Dautant plus que, contrairement à ce que vous insinuez, à aucun moment l’AiPJ ne sous-entend qu’IRIS cautionne sa position au sujet de la responsabilité des intermédiaires techniques. Ce qu,i en soi, n’a rien d’étonnant puisque IRIS s’y oppose farouchement.

2.2/ Enfin, vous affirmez que Philippe breton exagère fortement dans sa préface du rapport sur "Les cybermarchands de la haine" un problème qui n’aurait à vos yeux aucun"caractère massif" sans que vous apportiez le moindre indice corroborant votre hypothèse. C’est d’autant plus regrettable que Breton s’appuie quant à lui sur un certain nombre de données chffrées extraite du rapport susmentionné.

Passons sur les extrapolations du dernier paragraphe pour aboutir directement à une interrogation : je me demande au bout du compte si votre reproche concernant l’utilisation par l’AJPI d’utiliser tout L’arsenal habituel de la manipulation intellectuelle et morale ne devrait pas plutôt s’adresser à vous en raison des nombreuses insinuations douteuses et/ ou non fondées contenues dans votre texte.

PF.

Répondre
> Qui manipule qui dans cette histoire ?, 15 juin 2001

Bonjour Peeff,

[...] un problème qui
n’aurait à vos yeux aucun"caractère massif" sans que vous apportiez le
moindre indice corroborant votre hypothèse. C’est d’autant plus regrettable
que Breton s’appuie quant à lui sur un certain nombre de données chffrées
extraite du rapport susmentionné.

Que lis-je donc dans le rapport susmentionné ? :

- A l’époque, un écolier sur cinq reconnaîtra avoir joué avec ce type de jeux et une enquête effectuée à
Linz montrera que 39 % des élèves connaissent, échangent et utilisent les disquettes.
 : un écolier sur cinq  ?
Le rapport ne précise pas l’échantillon statistique ! Que peut-on donc tirer de ce chiffre
dénué de signification concrète ? Quant aux 39%, il s’agit d’un chiffre pour une école primaire :
quelle pertinence peut-on lui donner dans une analyse globale ?

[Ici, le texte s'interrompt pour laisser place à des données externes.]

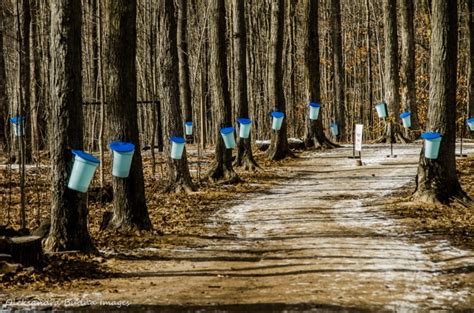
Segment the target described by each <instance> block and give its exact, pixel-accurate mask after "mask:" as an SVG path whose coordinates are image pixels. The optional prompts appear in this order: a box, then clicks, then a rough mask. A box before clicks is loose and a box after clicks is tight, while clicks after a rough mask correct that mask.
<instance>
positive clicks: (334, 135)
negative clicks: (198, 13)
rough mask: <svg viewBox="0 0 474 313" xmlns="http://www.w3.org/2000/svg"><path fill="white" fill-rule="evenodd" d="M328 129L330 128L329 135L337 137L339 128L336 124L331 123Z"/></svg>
mask: <svg viewBox="0 0 474 313" xmlns="http://www.w3.org/2000/svg"><path fill="white" fill-rule="evenodd" d="M329 128H331V133H332V135H333V136H334V137H336V136H337V135H339V126H337V124H336V123H331V126H329Z"/></svg>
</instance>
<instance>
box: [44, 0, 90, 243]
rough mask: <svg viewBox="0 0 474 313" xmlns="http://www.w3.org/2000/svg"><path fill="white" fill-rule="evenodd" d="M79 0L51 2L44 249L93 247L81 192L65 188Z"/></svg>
mask: <svg viewBox="0 0 474 313" xmlns="http://www.w3.org/2000/svg"><path fill="white" fill-rule="evenodd" d="M77 12H81V3H80V1H76V0H63V1H53V2H51V47H50V54H51V107H52V110H51V118H50V123H51V133H52V134H54V136H51V138H54V140H52V141H51V142H50V153H51V173H52V174H53V176H52V200H51V230H50V233H49V236H48V238H47V239H46V243H45V247H46V249H47V250H50V251H62V250H80V251H86V252H89V251H93V250H94V246H93V244H92V241H91V238H90V236H89V232H88V230H87V215H88V212H87V208H86V197H85V195H84V194H82V193H79V192H77V191H73V190H71V189H69V188H67V187H66V186H67V182H68V177H69V174H70V170H71V168H70V163H71V162H72V157H73V156H72V153H71V149H82V148H83V139H82V138H83V119H82V74H81V70H82V61H81V22H82V21H81V14H77Z"/></svg>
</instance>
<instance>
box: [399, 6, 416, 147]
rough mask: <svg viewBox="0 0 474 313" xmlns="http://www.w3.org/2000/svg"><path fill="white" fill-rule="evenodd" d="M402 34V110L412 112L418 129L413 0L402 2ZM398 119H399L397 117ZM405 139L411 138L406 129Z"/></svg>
mask: <svg viewBox="0 0 474 313" xmlns="http://www.w3.org/2000/svg"><path fill="white" fill-rule="evenodd" d="M400 11H401V15H400V16H401V34H402V58H401V60H402V66H401V72H400V73H401V78H402V79H401V83H402V108H403V110H404V111H405V112H407V111H409V112H411V124H412V128H413V129H417V128H418V107H417V105H416V82H415V25H414V20H415V19H414V15H415V6H414V4H413V0H401V1H400ZM396 118H398V117H396ZM405 137H407V138H409V133H408V129H405Z"/></svg>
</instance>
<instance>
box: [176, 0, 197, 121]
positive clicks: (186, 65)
mask: <svg viewBox="0 0 474 313" xmlns="http://www.w3.org/2000/svg"><path fill="white" fill-rule="evenodd" d="M187 3H188V2H187V1H186V0H179V1H178V45H179V47H178V57H179V94H180V99H181V104H182V108H183V110H184V120H185V121H186V122H192V120H193V108H192V106H191V87H190V85H189V60H188V53H189V52H188V42H187V36H186V30H187V24H188V20H187V19H188V17H187ZM173 12H174V9H173ZM173 18H174V17H173ZM173 23H174V22H173ZM180 111H181V110H180ZM181 122H182V121H181Z"/></svg>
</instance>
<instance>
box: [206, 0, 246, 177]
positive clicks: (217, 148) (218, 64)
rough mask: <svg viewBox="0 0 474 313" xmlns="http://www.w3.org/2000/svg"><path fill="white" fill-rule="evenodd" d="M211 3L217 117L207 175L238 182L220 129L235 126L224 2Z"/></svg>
mask: <svg viewBox="0 0 474 313" xmlns="http://www.w3.org/2000/svg"><path fill="white" fill-rule="evenodd" d="M210 5H211V17H210V27H209V30H210V48H211V79H212V84H213V91H214V93H213V97H212V100H213V103H214V109H215V110H216V113H217V114H216V119H217V120H216V123H215V136H216V150H215V159H214V162H213V163H212V164H211V166H210V170H209V173H208V176H209V179H210V180H212V181H217V180H224V181H227V182H237V181H239V177H238V175H237V173H236V172H235V171H234V168H233V166H232V150H230V149H226V147H225V145H224V140H223V139H222V136H221V135H220V129H221V128H224V127H229V126H231V125H232V103H231V101H230V94H229V82H228V77H227V57H226V47H225V34H226V22H225V14H226V13H225V1H224V0H211V3H210Z"/></svg>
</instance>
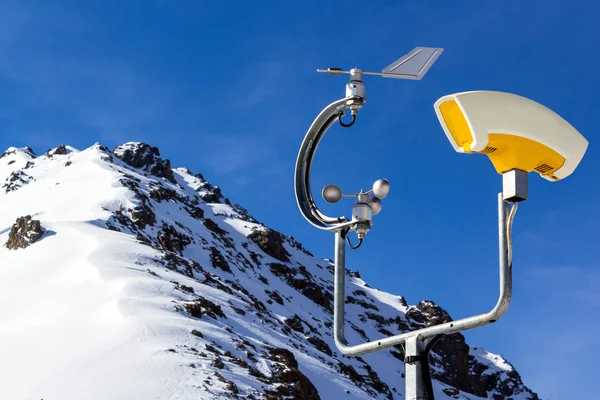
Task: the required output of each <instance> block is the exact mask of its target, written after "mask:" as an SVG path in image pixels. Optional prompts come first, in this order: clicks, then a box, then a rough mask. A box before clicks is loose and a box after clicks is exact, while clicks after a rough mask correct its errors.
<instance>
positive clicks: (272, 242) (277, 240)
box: [248, 228, 290, 262]
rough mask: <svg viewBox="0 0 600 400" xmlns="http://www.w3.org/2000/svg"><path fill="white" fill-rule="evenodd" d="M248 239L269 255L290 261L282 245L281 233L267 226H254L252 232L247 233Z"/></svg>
mask: <svg viewBox="0 0 600 400" xmlns="http://www.w3.org/2000/svg"><path fill="white" fill-rule="evenodd" d="M248 239H250V240H252V241H253V242H254V243H256V244H257V245H258V247H260V249H261V250H262V251H264V252H265V253H267V254H268V255H270V256H271V257H273V258H275V259H277V260H279V261H283V262H289V261H290V255H289V253H288V252H287V251H286V250H285V248H284V247H283V237H282V236H281V233H279V232H277V231H274V230H272V229H269V228H263V229H257V228H255V229H253V232H252V233H251V234H250V235H248Z"/></svg>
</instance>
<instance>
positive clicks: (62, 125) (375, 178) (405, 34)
mask: <svg viewBox="0 0 600 400" xmlns="http://www.w3.org/2000/svg"><path fill="white" fill-rule="evenodd" d="M0 15H2V18H1V19H0V93H1V94H2V95H1V96H0V147H2V148H6V147H8V146H30V147H32V148H33V149H34V150H35V151H37V152H38V153H41V152H43V151H45V150H47V149H48V148H51V147H56V146H57V145H59V144H61V143H65V144H70V145H72V146H74V147H78V148H85V147H88V146H90V145H91V144H93V143H95V142H97V141H99V142H102V143H103V144H105V145H108V146H110V147H113V146H115V145H118V144H120V143H123V142H126V141H145V142H148V143H150V144H153V145H156V146H158V147H159V148H160V149H161V152H162V155H163V156H165V157H167V158H170V159H171V160H173V163H174V164H175V165H178V166H187V167H189V168H190V169H192V170H193V171H195V172H202V173H203V174H204V175H205V177H206V178H207V179H209V180H210V181H211V182H213V183H215V184H217V185H219V186H221V187H222V188H223V191H224V193H225V194H226V196H228V197H230V198H231V199H232V200H233V201H235V202H238V203H240V204H242V205H244V206H245V207H246V208H248V209H249V210H250V211H251V212H252V213H253V214H254V215H255V216H256V217H257V218H258V219H259V220H261V221H263V222H264V223H266V224H267V225H269V226H271V227H273V228H276V229H278V230H280V231H283V232H285V233H287V234H291V235H293V236H295V237H296V238H297V239H299V240H300V241H302V242H303V243H304V244H305V245H306V246H307V247H308V248H309V249H311V251H313V252H314V253H315V254H317V255H319V256H322V257H332V256H333V254H332V247H333V237H332V235H331V234H329V233H326V232H319V231H317V230H316V229H314V228H312V227H311V226H310V225H309V224H308V223H306V222H305V221H304V219H303V218H302V217H301V215H300V213H299V211H298V210H297V207H296V203H295V199H294V193H293V169H294V162H295V158H296V154H297V151H298V148H299V146H300V143H301V141H302V138H303V136H304V134H305V133H306V130H307V129H308V126H309V125H310V123H311V122H312V121H313V119H314V118H315V117H316V116H317V114H318V113H319V112H320V111H321V109H322V108H323V107H324V106H325V105H327V104H329V103H330V102H332V101H334V100H336V99H338V98H340V97H342V96H343V94H344V85H345V82H346V79H345V78H343V77H331V76H327V75H324V74H317V73H316V72H315V70H316V69H317V68H327V67H343V68H351V67H354V66H359V67H361V68H364V69H367V70H379V69H381V68H382V67H384V66H386V65H388V64H389V63H390V62H391V61H393V60H395V59H396V58H397V57H399V56H400V55H402V54H404V53H406V52H407V51H409V50H410V49H412V48H413V47H415V46H417V45H422V46H439V47H444V48H445V51H444V53H443V55H442V56H441V58H440V59H439V60H438V62H437V63H436V64H435V65H434V66H433V68H432V69H431V70H430V72H429V74H428V75H427V76H426V77H425V79H424V80H423V81H419V82H412V81H401V80H385V79H380V78H367V79H366V80H365V82H366V85H367V97H368V100H369V101H368V102H367V103H366V105H365V107H364V109H363V110H362V111H361V113H360V115H359V118H358V120H357V122H356V124H355V126H354V127H353V128H352V129H342V128H340V127H334V128H332V129H331V130H330V132H329V133H328V135H327V136H326V137H325V139H324V140H323V142H322V144H321V146H320V147H319V151H318V152H317V157H316V160H315V164H314V169H313V171H314V173H313V184H314V190H315V191H320V189H321V188H322V187H323V186H325V185H326V184H328V183H336V184H338V185H340V186H341V187H342V188H343V189H344V190H345V191H348V192H349V191H356V190H358V189H360V188H368V187H369V186H370V185H371V183H372V182H373V181H374V180H376V179H378V178H380V177H387V178H388V179H389V180H390V181H391V183H392V191H391V193H390V195H389V197H388V198H387V199H385V201H384V208H383V211H382V213H381V214H379V215H378V216H377V217H376V220H375V221H376V225H375V227H374V229H373V230H372V231H371V232H370V233H369V235H368V238H367V240H366V242H365V244H364V245H363V246H362V247H361V248H360V249H359V250H357V251H352V252H350V253H349V254H348V256H349V259H348V264H349V266H350V267H351V268H353V269H357V270H359V271H360V273H361V275H362V276H363V278H364V279H365V280H366V281H368V282H369V284H370V285H371V286H373V287H377V288H380V289H383V290H386V291H390V292H394V293H398V294H401V295H404V296H405V297H406V298H407V299H408V301H409V302H412V303H416V302H418V301H419V300H420V299H423V298H429V299H433V300H434V301H436V302H438V303H439V304H441V305H442V306H443V307H445V308H446V309H447V310H448V311H449V312H450V314H451V315H452V316H453V317H454V318H460V317H464V316H468V315H472V314H474V313H479V312H482V311H486V310H487V309H489V308H491V306H492V305H493V304H494V302H495V299H496V296H497V238H496V225H495V224H496V193H497V192H498V191H499V189H500V182H501V180H500V177H499V176H498V175H497V174H496V173H495V172H494V170H493V167H492V165H491V163H490V162H489V161H488V160H487V158H486V157H484V156H468V155H462V154H457V153H455V152H454V151H453V150H452V148H451V146H450V144H449V143H448V141H447V139H446V138H445V136H444V134H443V132H442V130H441V128H440V126H439V124H438V122H437V119H436V117H435V114H434V111H433V107H432V105H433V103H434V102H435V100H437V99H438V98H439V97H441V96H443V95H446V94H449V93H454V92H459V91H465V90H476V89H487V90H501V91H507V92H513V93H516V94H520V95H523V96H526V97H529V98H531V99H534V100H536V101H538V102H540V103H542V104H544V105H546V106H548V107H550V108H551V109H553V110H554V111H556V112H557V113H559V114H560V115H562V116H563V117H564V118H565V119H567V121H569V122H570V123H571V124H572V125H574V126H575V127H576V128H577V129H578V130H579V131H580V132H582V133H583V134H584V135H585V136H586V137H587V139H588V140H589V141H590V147H589V149H588V152H587V154H586V156H585V158H584V159H583V161H582V163H581V165H580V166H579V168H578V170H577V171H576V172H575V173H574V174H573V175H572V176H571V177H569V178H568V179H566V180H565V181H561V182H558V183H550V182H547V181H544V180H542V179H540V178H539V177H537V176H531V178H530V200H528V201H527V202H526V203H524V204H523V205H522V207H521V208H520V209H519V213H518V214H517V218H516V222H515V234H514V241H515V253H514V259H515V261H514V300H513V303H512V305H511V308H510V309H509V311H508V313H507V315H506V316H505V317H504V318H503V319H502V320H501V321H499V322H498V323H496V324H494V325H493V326H489V327H485V328H480V329H477V330H474V331H471V332H467V333H466V336H467V339H468V341H469V342H470V343H471V344H474V345H482V346H484V347H486V348H487V349H489V350H490V351H493V352H498V353H500V354H502V355H504V356H505V357H506V358H507V359H508V360H509V361H511V362H512V363H513V364H515V366H516V367H517V369H518V371H519V372H520V373H521V375H522V377H523V379H524V381H525V383H526V384H528V385H529V386H530V387H532V388H533V389H534V390H536V391H537V392H538V393H539V394H540V395H541V396H542V397H543V398H557V399H574V398H594V397H596V396H597V394H596V389H595V385H594V381H595V379H597V378H596V375H597V372H596V370H595V369H596V368H597V367H596V366H597V364H598V362H597V361H598V360H597V359H598V356H600V353H599V352H598V350H597V349H598V348H599V345H600V343H599V342H600V335H599V333H600V322H599V321H598V318H597V316H598V315H599V312H600V268H599V262H598V253H599V250H600V235H598V233H597V229H598V226H599V224H600V210H599V208H598V204H599V202H600V183H599V182H600V179H599V178H600V174H599V172H598V170H597V164H598V160H599V153H598V150H597V147H596V145H595V143H596V142H597V141H598V138H599V137H600V136H599V134H598V132H597V127H596V121H597V114H596V112H597V108H596V106H597V93H598V91H599V90H600V78H599V76H598V74H597V70H598V68H597V64H598V61H599V58H598V55H597V50H596V47H597V43H598V41H599V40H600V28H598V25H597V21H598V20H600V8H599V6H598V5H595V4H594V2H593V1H591V0H590V1H557V0H553V1H551V2H550V1H527V2H523V1H504V2H475V1H458V2H451V3H450V2H434V1H419V2H411V1H401V2H392V1H385V2H384V1H375V2H353V1H348V2H341V3H340V2H323V1H318V2H316V1H302V2H293V3H292V2H274V1H265V2H257V1H252V2H251V1H235V2H218V1H191V0H190V1H178V2H168V1H143V2H142V1H128V2H119V1H104V2H90V1H71V2H69V1H60V2H52V4H50V2H42V1H39V2H34V1H10V0H9V1H4V2H2V3H0ZM323 207H324V209H325V210H327V212H328V213H330V214H335V213H345V214H348V213H349V212H350V207H351V203H350V201H349V200H348V201H347V202H346V203H342V204H341V205H336V206H329V205H323ZM344 207H345V208H344Z"/></svg>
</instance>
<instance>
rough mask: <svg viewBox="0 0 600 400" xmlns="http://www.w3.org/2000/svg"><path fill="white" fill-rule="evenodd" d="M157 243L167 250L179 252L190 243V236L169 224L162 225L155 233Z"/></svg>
mask: <svg viewBox="0 0 600 400" xmlns="http://www.w3.org/2000/svg"><path fill="white" fill-rule="evenodd" d="M157 239H158V241H159V243H160V244H161V245H162V246H163V247H164V248H165V249H167V250H169V251H173V252H176V253H179V254H181V253H182V252H183V249H184V248H185V246H187V245H188V244H190V243H191V241H192V240H191V238H190V237H189V236H187V235H185V234H183V233H181V232H179V231H177V229H175V228H174V227H173V226H171V225H166V224H165V225H163V226H162V229H161V230H160V231H159V232H158V234H157Z"/></svg>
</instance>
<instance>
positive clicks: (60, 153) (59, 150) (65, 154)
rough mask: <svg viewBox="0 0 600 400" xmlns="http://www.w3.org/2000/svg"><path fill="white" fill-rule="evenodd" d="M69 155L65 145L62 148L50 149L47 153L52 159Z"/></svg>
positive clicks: (61, 146) (62, 146) (47, 151)
mask: <svg viewBox="0 0 600 400" xmlns="http://www.w3.org/2000/svg"><path fill="white" fill-rule="evenodd" d="M67 154H68V151H67V148H66V147H65V145H64V144H61V145H60V146H58V147H57V148H55V149H50V150H48V151H47V152H46V155H47V156H48V157H52V156H66V155H67Z"/></svg>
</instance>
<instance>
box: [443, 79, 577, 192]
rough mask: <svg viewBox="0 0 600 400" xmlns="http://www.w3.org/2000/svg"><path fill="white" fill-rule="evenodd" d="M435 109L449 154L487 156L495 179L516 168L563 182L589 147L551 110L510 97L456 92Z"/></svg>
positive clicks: (534, 104) (573, 170)
mask: <svg viewBox="0 0 600 400" xmlns="http://www.w3.org/2000/svg"><path fill="white" fill-rule="evenodd" d="M434 109H435V113H436V114H437V117H438V119H439V121H440V124H441V125H442V128H443V129H444V132H445V133H446V136H447V137H448V140H450V143H451V144H452V146H453V147H454V149H455V150H456V151H457V152H459V153H480V154H486V155H487V156H488V157H489V158H490V160H491V161H492V164H494V167H495V168H496V171H497V172H498V173H499V174H503V173H505V172H507V171H510V170H512V169H518V170H521V171H525V172H532V171H535V172H537V173H539V174H540V175H541V176H542V177H543V178H545V179H547V180H549V181H557V180H560V179H564V178H566V177H567V176H569V175H571V174H572V173H573V171H575V168H577V165H579V162H580V161H581V159H582V158H583V155H584V154H585V151H586V150H587V147H588V141H587V140H586V139H585V138H584V137H583V135H581V134H580V133H579V132H578V131H577V130H576V129H575V128H573V126H571V125H570V124H569V123H568V122H567V121H565V120H564V119H563V118H562V117H560V116H559V115H558V114H556V113H555V112H554V111H552V110H550V109H549V108H546V107H544V106H543V105H541V104H539V103H536V102H535V101H533V100H530V99H528V98H525V97H522V96H518V95H515V94H511V93H504V92H494V91H483V90H482V91H471V92H462V93H455V94H451V95H448V96H444V97H441V98H440V99H438V101H436V102H435V104H434Z"/></svg>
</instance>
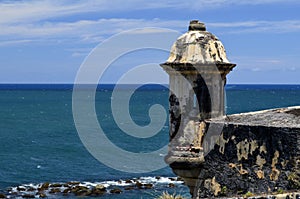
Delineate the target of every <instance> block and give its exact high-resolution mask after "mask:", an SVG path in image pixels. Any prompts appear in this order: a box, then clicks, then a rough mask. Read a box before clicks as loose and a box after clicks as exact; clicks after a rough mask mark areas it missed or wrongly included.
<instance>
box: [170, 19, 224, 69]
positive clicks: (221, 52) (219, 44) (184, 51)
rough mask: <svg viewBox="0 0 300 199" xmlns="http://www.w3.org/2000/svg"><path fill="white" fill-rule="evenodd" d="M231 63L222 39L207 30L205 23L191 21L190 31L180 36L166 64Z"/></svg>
mask: <svg viewBox="0 0 300 199" xmlns="http://www.w3.org/2000/svg"><path fill="white" fill-rule="evenodd" d="M217 63H218V64H222V63H224V64H230V62H229V61H228V59H227V57H226V52H225V48H224V46H223V44H222V43H221V41H220V40H219V39H218V38H217V37H216V36H214V35H213V34H212V33H210V32H207V31H206V27H205V24H204V23H201V22H199V21H198V20H193V21H191V22H190V25H189V31H188V32H186V33H184V34H183V35H182V36H180V37H179V38H178V39H177V40H176V42H175V43H174V44H173V46H172V48H171V53H170V57H169V59H168V60H167V62H166V63H165V64H168V65H169V64H217Z"/></svg>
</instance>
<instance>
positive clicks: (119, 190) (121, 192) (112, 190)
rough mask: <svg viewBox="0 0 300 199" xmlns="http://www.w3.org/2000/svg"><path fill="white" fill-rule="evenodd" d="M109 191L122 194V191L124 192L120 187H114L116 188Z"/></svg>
mask: <svg viewBox="0 0 300 199" xmlns="http://www.w3.org/2000/svg"><path fill="white" fill-rule="evenodd" d="M109 192H110V193H115V194H120V193H122V190H121V189H119V188H114V189H112V190H110V191H109Z"/></svg>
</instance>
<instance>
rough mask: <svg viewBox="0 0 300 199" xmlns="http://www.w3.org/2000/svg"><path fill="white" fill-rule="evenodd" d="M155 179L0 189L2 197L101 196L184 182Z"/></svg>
mask: <svg viewBox="0 0 300 199" xmlns="http://www.w3.org/2000/svg"><path fill="white" fill-rule="evenodd" d="M153 179H155V180H156V181H154V180H151V179H150V180H149V179H147V178H133V179H127V180H118V181H114V183H112V182H113V181H106V182H102V183H89V182H77V181H70V182H65V183H49V182H44V183H40V184H25V185H20V186H17V187H10V188H7V189H6V190H5V191H2V192H1V191H0V198H48V197H50V196H56V197H59V198H61V197H64V196H78V197H86V196H90V197H101V196H103V195H105V194H121V193H123V192H126V191H129V190H143V189H153V188H154V187H155V184H156V183H157V182H159V181H161V182H163V183H165V184H166V186H167V187H169V188H174V187H176V185H178V184H182V183H183V182H182V181H181V180H180V179H178V178H176V177H168V178H166V177H159V176H157V177H155V178H153ZM108 182H110V183H108Z"/></svg>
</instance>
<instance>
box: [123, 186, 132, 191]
mask: <svg viewBox="0 0 300 199" xmlns="http://www.w3.org/2000/svg"><path fill="white" fill-rule="evenodd" d="M124 189H125V190H127V191H128V190H133V189H134V186H128V187H125V188H124Z"/></svg>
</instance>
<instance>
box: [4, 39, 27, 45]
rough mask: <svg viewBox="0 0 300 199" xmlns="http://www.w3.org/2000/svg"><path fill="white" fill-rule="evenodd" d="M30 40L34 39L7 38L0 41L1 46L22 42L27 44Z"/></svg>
mask: <svg viewBox="0 0 300 199" xmlns="http://www.w3.org/2000/svg"><path fill="white" fill-rule="evenodd" d="M30 42H32V40H29V39H21V40H7V41H0V46H11V45H20V44H26V43H30Z"/></svg>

- En Allemagne, la directrice du
Bureau de contrôle des écrits interdits à la jeunesse, recensera plus de 120 versions différentes
... qu’est-ce qu’une
version ? On ne le précise pas. En tout cas, on ne parle pas de jeux différents. Or à l’époque, la majorité des ordinateurs utilisés par les jeux étaient
des Atari et des Amiga (le PC n’existait que très peu dans les foyers). Ordinateurs sur lesquels proliférait le piratage ;
n’importe quel utilisateur amateur de jeux avait
plusieurs centaines de jeux piratés chez lui, et le phénomène était tel que beaucoup ignoraient ce qui était
présent sur une grande partie de leurs disquettes : elles étaient copiées en masse, sans discernement et sans même toujours
les utiliser après... Dans ce contexte, une version peut tout aussi bien signifier un jeu identique, mais
au début duquel a été insérée une intro (c’est le terme utilisé) d’un groupe de crackers (pirates) différents.
Si la directrice du bureau de contrôle des écrits interdits à la jeunesse n’était pas plus au fait de la micro-informatique
que ne le sont aujourd’hui la plupart des bureaucrates de l’Internet, il y a fort à parier que les différences
qu’elles aient recensées comprennent ce genre de détails.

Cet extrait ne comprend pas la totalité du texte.